A wonderful counsellor said to me once, you cannot do your best work when you are in a blue or red zone. You have to be in the green zone.
So, even without looking directly at the model, it stands to reason that if you are caught in the midst of the red or blue areas you're not going to be terribly productive!
You've heard of going with your flow, of being in the zone - whatever you call it, the principle stands.
You're in your calm, productive zone.
The clarity is glorious, the ideas crystalising and the ideas and concepts which had been weighing on your mind (and prickling your conscience) have all of a sudden found their way beyond the confines of a foggy mind, down your now fluid shoulders and arms and the words come dancing up on the screen to the rhythm of a constant, fast-tapped keyboard.
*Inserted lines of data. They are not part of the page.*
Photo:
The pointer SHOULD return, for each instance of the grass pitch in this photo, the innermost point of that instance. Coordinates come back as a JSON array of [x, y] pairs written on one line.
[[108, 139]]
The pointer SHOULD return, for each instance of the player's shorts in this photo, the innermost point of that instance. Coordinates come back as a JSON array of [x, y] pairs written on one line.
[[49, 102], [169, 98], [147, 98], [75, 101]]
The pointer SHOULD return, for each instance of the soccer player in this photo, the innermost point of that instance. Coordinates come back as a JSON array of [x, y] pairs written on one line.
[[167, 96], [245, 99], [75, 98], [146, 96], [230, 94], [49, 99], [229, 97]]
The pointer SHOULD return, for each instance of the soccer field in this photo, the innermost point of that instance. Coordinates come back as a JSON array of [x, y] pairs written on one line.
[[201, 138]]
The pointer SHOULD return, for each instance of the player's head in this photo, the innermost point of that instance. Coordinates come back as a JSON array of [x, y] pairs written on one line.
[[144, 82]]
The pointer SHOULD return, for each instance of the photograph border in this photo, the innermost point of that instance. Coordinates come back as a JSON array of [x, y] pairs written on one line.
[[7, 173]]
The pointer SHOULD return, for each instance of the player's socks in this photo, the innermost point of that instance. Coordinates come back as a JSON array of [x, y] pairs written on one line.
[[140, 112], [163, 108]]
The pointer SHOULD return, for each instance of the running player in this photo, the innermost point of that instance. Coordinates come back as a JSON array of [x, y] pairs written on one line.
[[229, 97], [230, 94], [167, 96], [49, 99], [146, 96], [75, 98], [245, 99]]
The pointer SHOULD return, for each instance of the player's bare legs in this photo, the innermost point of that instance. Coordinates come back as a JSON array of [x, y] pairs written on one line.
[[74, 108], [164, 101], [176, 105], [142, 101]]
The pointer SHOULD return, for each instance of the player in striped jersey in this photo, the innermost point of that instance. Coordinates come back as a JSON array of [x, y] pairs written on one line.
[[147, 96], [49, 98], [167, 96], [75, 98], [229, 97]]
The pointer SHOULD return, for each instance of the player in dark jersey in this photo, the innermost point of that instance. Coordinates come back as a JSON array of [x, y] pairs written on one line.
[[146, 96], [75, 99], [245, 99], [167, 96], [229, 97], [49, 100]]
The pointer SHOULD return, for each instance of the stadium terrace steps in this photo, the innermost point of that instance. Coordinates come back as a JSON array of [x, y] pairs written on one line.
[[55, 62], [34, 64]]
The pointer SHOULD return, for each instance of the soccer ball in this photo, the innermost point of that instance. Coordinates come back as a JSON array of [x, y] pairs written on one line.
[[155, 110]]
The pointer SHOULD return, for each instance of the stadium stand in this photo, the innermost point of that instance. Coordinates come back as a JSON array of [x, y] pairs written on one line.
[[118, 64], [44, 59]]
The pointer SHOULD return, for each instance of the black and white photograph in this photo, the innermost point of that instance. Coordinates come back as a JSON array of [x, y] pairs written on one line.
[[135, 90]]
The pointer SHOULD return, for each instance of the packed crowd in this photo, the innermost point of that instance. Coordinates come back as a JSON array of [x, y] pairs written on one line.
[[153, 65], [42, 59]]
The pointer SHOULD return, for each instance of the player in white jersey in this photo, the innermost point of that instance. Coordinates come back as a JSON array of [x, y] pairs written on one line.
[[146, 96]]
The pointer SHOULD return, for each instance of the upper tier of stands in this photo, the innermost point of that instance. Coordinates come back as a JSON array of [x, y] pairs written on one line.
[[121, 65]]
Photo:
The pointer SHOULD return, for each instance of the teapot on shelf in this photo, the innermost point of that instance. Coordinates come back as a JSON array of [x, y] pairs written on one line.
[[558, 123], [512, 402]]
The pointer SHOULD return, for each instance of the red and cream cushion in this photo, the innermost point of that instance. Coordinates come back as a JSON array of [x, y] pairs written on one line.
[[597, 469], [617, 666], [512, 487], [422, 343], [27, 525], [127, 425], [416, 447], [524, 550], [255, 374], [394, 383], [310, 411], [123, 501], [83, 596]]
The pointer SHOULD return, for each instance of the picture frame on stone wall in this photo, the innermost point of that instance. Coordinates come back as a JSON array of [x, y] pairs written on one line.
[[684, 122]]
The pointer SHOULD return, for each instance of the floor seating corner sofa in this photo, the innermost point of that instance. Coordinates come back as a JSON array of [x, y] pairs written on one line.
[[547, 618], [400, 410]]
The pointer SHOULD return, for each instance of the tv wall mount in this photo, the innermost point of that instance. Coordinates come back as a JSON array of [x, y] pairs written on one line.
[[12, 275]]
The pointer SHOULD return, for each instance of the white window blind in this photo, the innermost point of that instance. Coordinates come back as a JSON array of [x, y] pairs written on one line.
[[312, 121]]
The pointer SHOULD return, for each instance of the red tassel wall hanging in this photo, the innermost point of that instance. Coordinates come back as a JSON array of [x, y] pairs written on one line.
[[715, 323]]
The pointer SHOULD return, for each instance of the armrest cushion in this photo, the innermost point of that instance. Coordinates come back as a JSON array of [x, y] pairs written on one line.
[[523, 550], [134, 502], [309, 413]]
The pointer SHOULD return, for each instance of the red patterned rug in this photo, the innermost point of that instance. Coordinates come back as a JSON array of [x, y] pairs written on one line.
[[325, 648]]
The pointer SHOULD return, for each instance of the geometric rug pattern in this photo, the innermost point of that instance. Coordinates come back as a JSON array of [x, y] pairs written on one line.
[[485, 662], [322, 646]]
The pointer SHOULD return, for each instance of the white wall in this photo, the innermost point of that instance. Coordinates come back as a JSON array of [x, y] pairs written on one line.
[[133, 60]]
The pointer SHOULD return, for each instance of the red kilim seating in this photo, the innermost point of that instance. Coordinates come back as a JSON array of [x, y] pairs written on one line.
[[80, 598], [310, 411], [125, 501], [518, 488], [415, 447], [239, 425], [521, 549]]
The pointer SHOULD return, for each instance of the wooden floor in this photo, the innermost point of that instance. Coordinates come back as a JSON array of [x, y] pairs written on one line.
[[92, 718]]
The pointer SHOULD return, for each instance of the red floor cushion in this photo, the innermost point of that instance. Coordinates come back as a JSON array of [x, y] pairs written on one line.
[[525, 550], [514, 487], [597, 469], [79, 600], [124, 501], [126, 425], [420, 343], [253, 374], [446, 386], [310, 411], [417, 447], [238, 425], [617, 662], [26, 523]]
Writers block is a very real - and rather calamitous - condition which beleaguers writers of all nature.
Be they authors, professors, journalists, professional scribes or columnists, the one reliable condition of their pursuit is that there will come a time when they come to a hault and they have no idea from where to start again.
It is as physical an affliction as mental. And it is more exhausting sitting, looking at a screen of blankness, or maybe some half-constructed sentences which seem to be staring back at you with a sinister undertone of "so now what?".
So how do you get past it?
If anyone really had the answer to that question, they'd be rich!
But there are some techniques and tricks which have worked over the years and have given short shrift to even the most stubborn of cases of writers block.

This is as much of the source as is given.